A buyer’s agent is your advocate. They represent you and your interests. But they’re also your personal researcher, presenting only the best potential deals to suit your strategy and your budget, as well as the future growth potential of your portfolio.


There’s an enormous difference between the two and when there’s a crossover, it can be concerning. Whether they’re steering you towards purchasing a property they’re marketing, or offering to find you a holding that fits the bill among their listings, it’s hard to trust an agent that’s playing both sides of the fence. Be careful of “dual agents” that work on both sides of the fence.  By law an agent cannot act for both a buyer and seller in the same transaction.


Finding a great BA

Like every profession, not all buyer’s agents are created equally.

You want someone who is truly independent and not aligned with particular sales agents or developers. You want one who is properly qualified and expertly experienced. And you want a buyer’s agent who has a wealth of experience.

Word of mouth is a great place to start. Ask around your circle of friends, family and colleagues to find out who they’ve used and what their experience was like.

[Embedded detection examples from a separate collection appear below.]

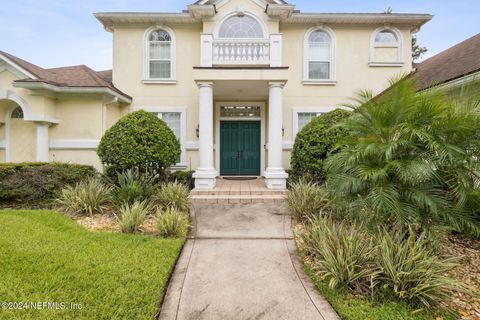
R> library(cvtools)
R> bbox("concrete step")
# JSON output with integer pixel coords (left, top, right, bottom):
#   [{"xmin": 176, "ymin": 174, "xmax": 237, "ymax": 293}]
[
  {"xmin": 190, "ymin": 194, "xmax": 285, "ymax": 204},
  {"xmin": 190, "ymin": 189, "xmax": 287, "ymax": 196}
]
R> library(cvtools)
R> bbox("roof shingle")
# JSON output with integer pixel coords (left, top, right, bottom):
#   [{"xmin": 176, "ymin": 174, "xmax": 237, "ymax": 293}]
[
  {"xmin": 415, "ymin": 33, "xmax": 480, "ymax": 91},
  {"xmin": 0, "ymin": 51, "xmax": 130, "ymax": 98}
]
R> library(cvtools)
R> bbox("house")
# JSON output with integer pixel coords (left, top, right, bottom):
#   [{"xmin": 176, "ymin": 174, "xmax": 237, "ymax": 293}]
[
  {"xmin": 413, "ymin": 33, "xmax": 480, "ymax": 96},
  {"xmin": 0, "ymin": 0, "xmax": 432, "ymax": 188}
]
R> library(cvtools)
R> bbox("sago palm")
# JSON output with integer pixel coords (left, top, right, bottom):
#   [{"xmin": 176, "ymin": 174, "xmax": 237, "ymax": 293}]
[{"xmin": 326, "ymin": 78, "xmax": 480, "ymax": 236}]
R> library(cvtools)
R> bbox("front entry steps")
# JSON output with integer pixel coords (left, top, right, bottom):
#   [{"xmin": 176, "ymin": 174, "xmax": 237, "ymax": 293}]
[{"xmin": 190, "ymin": 178, "xmax": 287, "ymax": 204}]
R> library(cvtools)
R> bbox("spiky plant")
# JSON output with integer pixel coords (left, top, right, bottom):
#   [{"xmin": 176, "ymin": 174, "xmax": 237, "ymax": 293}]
[
  {"xmin": 376, "ymin": 226, "xmax": 466, "ymax": 308},
  {"xmin": 326, "ymin": 78, "xmax": 480, "ymax": 236},
  {"xmin": 117, "ymin": 201, "xmax": 150, "ymax": 233}
]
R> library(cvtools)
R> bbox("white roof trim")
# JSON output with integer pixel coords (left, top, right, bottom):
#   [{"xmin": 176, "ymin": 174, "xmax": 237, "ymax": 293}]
[
  {"xmin": 0, "ymin": 53, "xmax": 38, "ymax": 79},
  {"xmin": 13, "ymin": 81, "xmax": 132, "ymax": 103}
]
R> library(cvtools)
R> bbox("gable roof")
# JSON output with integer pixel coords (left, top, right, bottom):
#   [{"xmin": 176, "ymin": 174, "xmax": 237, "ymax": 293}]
[
  {"xmin": 415, "ymin": 33, "xmax": 480, "ymax": 90},
  {"xmin": 0, "ymin": 51, "xmax": 131, "ymax": 100}
]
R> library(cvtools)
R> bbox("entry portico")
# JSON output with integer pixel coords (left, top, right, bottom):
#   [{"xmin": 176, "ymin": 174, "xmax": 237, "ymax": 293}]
[{"xmin": 194, "ymin": 68, "xmax": 288, "ymax": 189}]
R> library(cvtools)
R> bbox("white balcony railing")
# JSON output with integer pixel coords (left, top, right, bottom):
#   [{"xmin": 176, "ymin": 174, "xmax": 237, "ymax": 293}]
[
  {"xmin": 200, "ymin": 34, "xmax": 282, "ymax": 67},
  {"xmin": 212, "ymin": 39, "xmax": 270, "ymax": 65}
]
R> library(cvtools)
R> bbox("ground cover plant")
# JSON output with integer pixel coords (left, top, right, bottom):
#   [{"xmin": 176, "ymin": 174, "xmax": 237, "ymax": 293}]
[
  {"xmin": 0, "ymin": 210, "xmax": 184, "ymax": 320},
  {"xmin": 326, "ymin": 78, "xmax": 480, "ymax": 236}
]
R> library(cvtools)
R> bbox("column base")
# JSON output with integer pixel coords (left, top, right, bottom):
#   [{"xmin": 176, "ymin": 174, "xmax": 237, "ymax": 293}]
[
  {"xmin": 265, "ymin": 168, "xmax": 288, "ymax": 189},
  {"xmin": 193, "ymin": 168, "xmax": 218, "ymax": 189}
]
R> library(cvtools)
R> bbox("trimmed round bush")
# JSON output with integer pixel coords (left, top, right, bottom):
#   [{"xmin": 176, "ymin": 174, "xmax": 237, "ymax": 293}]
[
  {"xmin": 291, "ymin": 109, "xmax": 352, "ymax": 183},
  {"xmin": 97, "ymin": 110, "xmax": 181, "ymax": 176}
]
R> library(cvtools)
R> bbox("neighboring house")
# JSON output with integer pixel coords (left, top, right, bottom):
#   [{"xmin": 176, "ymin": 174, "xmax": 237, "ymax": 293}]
[
  {"xmin": 0, "ymin": 0, "xmax": 432, "ymax": 188},
  {"xmin": 414, "ymin": 33, "xmax": 480, "ymax": 96}
]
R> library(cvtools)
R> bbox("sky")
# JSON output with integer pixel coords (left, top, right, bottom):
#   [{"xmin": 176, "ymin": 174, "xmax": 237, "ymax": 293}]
[{"xmin": 0, "ymin": 0, "xmax": 480, "ymax": 70}]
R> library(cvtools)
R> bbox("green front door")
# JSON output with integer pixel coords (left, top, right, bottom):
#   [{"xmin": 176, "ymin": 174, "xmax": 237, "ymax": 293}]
[{"xmin": 220, "ymin": 121, "xmax": 260, "ymax": 176}]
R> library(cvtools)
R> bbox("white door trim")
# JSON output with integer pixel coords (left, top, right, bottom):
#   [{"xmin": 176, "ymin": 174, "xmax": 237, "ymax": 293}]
[{"xmin": 214, "ymin": 101, "xmax": 267, "ymax": 177}]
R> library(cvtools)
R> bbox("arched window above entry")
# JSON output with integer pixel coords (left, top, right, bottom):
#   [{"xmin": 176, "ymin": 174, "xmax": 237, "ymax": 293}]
[
  {"xmin": 218, "ymin": 15, "xmax": 266, "ymax": 39},
  {"xmin": 145, "ymin": 27, "xmax": 175, "ymax": 80},
  {"xmin": 370, "ymin": 27, "xmax": 403, "ymax": 66},
  {"xmin": 11, "ymin": 106, "xmax": 23, "ymax": 119},
  {"xmin": 304, "ymin": 28, "xmax": 335, "ymax": 82}
]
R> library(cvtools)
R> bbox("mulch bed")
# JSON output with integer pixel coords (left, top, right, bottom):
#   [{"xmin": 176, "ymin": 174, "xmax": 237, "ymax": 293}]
[
  {"xmin": 445, "ymin": 235, "xmax": 480, "ymax": 320},
  {"xmin": 73, "ymin": 214, "xmax": 157, "ymax": 235}
]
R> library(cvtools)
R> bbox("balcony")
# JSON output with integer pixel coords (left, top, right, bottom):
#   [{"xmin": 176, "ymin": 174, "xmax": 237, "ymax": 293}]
[
  {"xmin": 200, "ymin": 34, "xmax": 282, "ymax": 67},
  {"xmin": 212, "ymin": 39, "xmax": 270, "ymax": 65}
]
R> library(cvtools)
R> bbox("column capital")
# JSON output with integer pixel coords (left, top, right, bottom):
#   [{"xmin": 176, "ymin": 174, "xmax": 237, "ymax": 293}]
[
  {"xmin": 196, "ymin": 81, "xmax": 213, "ymax": 89},
  {"xmin": 268, "ymin": 81, "xmax": 286, "ymax": 89},
  {"xmin": 33, "ymin": 121, "xmax": 53, "ymax": 127}
]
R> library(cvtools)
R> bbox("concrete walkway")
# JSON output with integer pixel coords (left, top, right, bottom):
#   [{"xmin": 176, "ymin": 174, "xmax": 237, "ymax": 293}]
[{"xmin": 159, "ymin": 204, "xmax": 339, "ymax": 320}]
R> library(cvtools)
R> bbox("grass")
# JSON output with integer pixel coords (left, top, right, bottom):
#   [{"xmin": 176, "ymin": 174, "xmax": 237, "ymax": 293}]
[
  {"xmin": 0, "ymin": 210, "xmax": 184, "ymax": 319},
  {"xmin": 304, "ymin": 265, "xmax": 457, "ymax": 320}
]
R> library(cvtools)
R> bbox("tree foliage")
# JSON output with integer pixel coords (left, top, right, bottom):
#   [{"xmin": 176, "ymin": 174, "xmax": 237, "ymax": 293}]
[
  {"xmin": 97, "ymin": 110, "xmax": 181, "ymax": 179},
  {"xmin": 326, "ymin": 78, "xmax": 480, "ymax": 236}
]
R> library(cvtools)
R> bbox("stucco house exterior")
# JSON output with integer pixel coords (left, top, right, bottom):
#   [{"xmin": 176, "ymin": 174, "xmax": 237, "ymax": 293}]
[{"xmin": 0, "ymin": 0, "xmax": 432, "ymax": 188}]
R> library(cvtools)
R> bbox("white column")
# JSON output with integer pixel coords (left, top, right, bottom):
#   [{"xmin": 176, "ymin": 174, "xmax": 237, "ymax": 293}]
[
  {"xmin": 193, "ymin": 82, "xmax": 218, "ymax": 189},
  {"xmin": 35, "ymin": 122, "xmax": 51, "ymax": 162},
  {"xmin": 265, "ymin": 82, "xmax": 288, "ymax": 189},
  {"xmin": 200, "ymin": 33, "xmax": 213, "ymax": 67},
  {"xmin": 270, "ymin": 33, "xmax": 282, "ymax": 67}
]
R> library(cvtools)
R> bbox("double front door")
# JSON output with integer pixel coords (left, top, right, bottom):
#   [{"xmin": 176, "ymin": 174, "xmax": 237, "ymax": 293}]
[{"xmin": 220, "ymin": 121, "xmax": 261, "ymax": 176}]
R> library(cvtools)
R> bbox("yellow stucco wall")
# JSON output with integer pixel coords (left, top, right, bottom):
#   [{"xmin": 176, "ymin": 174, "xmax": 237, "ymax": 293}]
[{"xmin": 0, "ymin": 0, "xmax": 420, "ymax": 175}]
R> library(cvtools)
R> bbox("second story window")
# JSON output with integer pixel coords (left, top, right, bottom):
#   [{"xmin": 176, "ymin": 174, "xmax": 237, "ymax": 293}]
[
  {"xmin": 218, "ymin": 15, "xmax": 265, "ymax": 39},
  {"xmin": 304, "ymin": 28, "xmax": 335, "ymax": 82},
  {"xmin": 370, "ymin": 28, "xmax": 403, "ymax": 66},
  {"xmin": 146, "ymin": 29, "xmax": 175, "ymax": 80}
]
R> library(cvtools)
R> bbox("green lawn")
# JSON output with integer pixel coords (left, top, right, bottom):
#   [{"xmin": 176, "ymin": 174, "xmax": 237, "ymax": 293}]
[
  {"xmin": 0, "ymin": 210, "xmax": 184, "ymax": 319},
  {"xmin": 304, "ymin": 265, "xmax": 457, "ymax": 320}
]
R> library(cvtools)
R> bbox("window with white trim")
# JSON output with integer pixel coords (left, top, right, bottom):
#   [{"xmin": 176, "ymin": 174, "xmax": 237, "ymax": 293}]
[
  {"xmin": 297, "ymin": 112, "xmax": 322, "ymax": 132},
  {"xmin": 218, "ymin": 15, "xmax": 265, "ymax": 39},
  {"xmin": 305, "ymin": 28, "xmax": 335, "ymax": 81},
  {"xmin": 147, "ymin": 29, "xmax": 174, "ymax": 80},
  {"xmin": 10, "ymin": 106, "xmax": 23, "ymax": 119},
  {"xmin": 370, "ymin": 28, "xmax": 402, "ymax": 65}
]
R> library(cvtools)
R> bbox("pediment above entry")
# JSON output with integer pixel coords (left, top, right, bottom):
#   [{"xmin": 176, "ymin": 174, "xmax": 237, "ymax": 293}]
[{"xmin": 188, "ymin": 0, "xmax": 295, "ymax": 18}]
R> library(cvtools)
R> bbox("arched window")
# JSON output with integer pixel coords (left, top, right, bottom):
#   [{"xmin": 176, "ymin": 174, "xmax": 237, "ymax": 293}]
[
  {"xmin": 146, "ymin": 28, "xmax": 175, "ymax": 80},
  {"xmin": 11, "ymin": 106, "xmax": 23, "ymax": 119},
  {"xmin": 305, "ymin": 28, "xmax": 335, "ymax": 82},
  {"xmin": 218, "ymin": 15, "xmax": 265, "ymax": 39},
  {"xmin": 370, "ymin": 28, "xmax": 403, "ymax": 66}
]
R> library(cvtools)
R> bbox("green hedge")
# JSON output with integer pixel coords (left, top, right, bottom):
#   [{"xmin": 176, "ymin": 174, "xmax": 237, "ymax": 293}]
[
  {"xmin": 0, "ymin": 163, "xmax": 97, "ymax": 208},
  {"xmin": 290, "ymin": 109, "xmax": 352, "ymax": 183},
  {"xmin": 97, "ymin": 110, "xmax": 181, "ymax": 177}
]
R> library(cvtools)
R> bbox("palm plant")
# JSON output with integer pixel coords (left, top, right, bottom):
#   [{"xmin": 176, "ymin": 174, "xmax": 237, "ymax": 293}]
[{"xmin": 326, "ymin": 78, "xmax": 480, "ymax": 236}]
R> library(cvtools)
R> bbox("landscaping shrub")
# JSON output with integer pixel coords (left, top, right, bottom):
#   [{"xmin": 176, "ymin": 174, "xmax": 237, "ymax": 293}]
[
  {"xmin": 284, "ymin": 179, "xmax": 328, "ymax": 221},
  {"xmin": 168, "ymin": 171, "xmax": 195, "ymax": 189},
  {"xmin": 0, "ymin": 163, "xmax": 97, "ymax": 208},
  {"xmin": 291, "ymin": 109, "xmax": 352, "ymax": 183},
  {"xmin": 326, "ymin": 78, "xmax": 480, "ymax": 236},
  {"xmin": 377, "ymin": 231, "xmax": 461, "ymax": 308},
  {"xmin": 299, "ymin": 218, "xmax": 377, "ymax": 292},
  {"xmin": 57, "ymin": 177, "xmax": 111, "ymax": 216},
  {"xmin": 117, "ymin": 201, "xmax": 149, "ymax": 233},
  {"xmin": 155, "ymin": 182, "xmax": 190, "ymax": 212},
  {"xmin": 112, "ymin": 169, "xmax": 157, "ymax": 205},
  {"xmin": 157, "ymin": 207, "xmax": 190, "ymax": 238},
  {"xmin": 97, "ymin": 110, "xmax": 181, "ymax": 178}
]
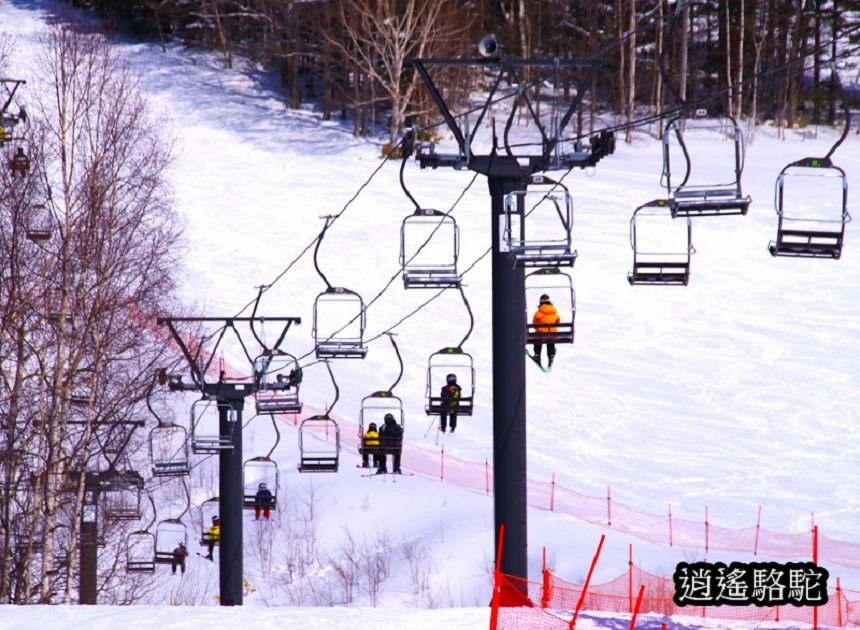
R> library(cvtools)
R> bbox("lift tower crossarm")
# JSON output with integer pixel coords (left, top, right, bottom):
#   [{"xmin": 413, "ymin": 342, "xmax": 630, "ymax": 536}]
[{"xmin": 406, "ymin": 58, "xmax": 615, "ymax": 176}]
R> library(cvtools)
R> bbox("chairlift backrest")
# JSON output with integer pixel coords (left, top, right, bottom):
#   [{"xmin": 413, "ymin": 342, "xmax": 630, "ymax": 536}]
[
  {"xmin": 312, "ymin": 287, "xmax": 367, "ymax": 358},
  {"xmin": 359, "ymin": 391, "xmax": 405, "ymax": 434},
  {"xmin": 242, "ymin": 457, "xmax": 280, "ymax": 507},
  {"xmin": 149, "ymin": 424, "xmax": 191, "ymax": 477},
  {"xmin": 191, "ymin": 396, "xmax": 236, "ymax": 454},
  {"xmin": 298, "ymin": 415, "xmax": 340, "ymax": 472}
]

Also, check out the Real Estate Buyers Agents Association of Australia (REEBA). This body is all about maintaining the professional standards and education of independent buyer’s agents. REBAA members must abide by a strict code of conduct. Any professional worth their salt who is operating in this space should be a member. If they’re not, either ask them why or run for the hills.

Ensure the buyers’ agent you are planning to use is appropriately licenced in the state they operate.  Also, request references from past clients, along with documented proof of their performance and results. What have they achieved for others?


Deal with the best

Check a buyer’s agent’s qualifications and standing within the industry. Be confident that they’re independent and truly working in your best interests. And make sure they’ve got plenty of runs on the board and a lot of experience under their belt.

When you find a good buyer’s agent, purchasing property is a dream, not a nightmare. They know your goals and will help you achieve them without the stress, fuss and nonsense that comes with going it alone. They find deals you wouldn’t and take the hassle out of securing excellent real estate.

Do your due diligence and avoid dual-purpose agents pushing their own agenda.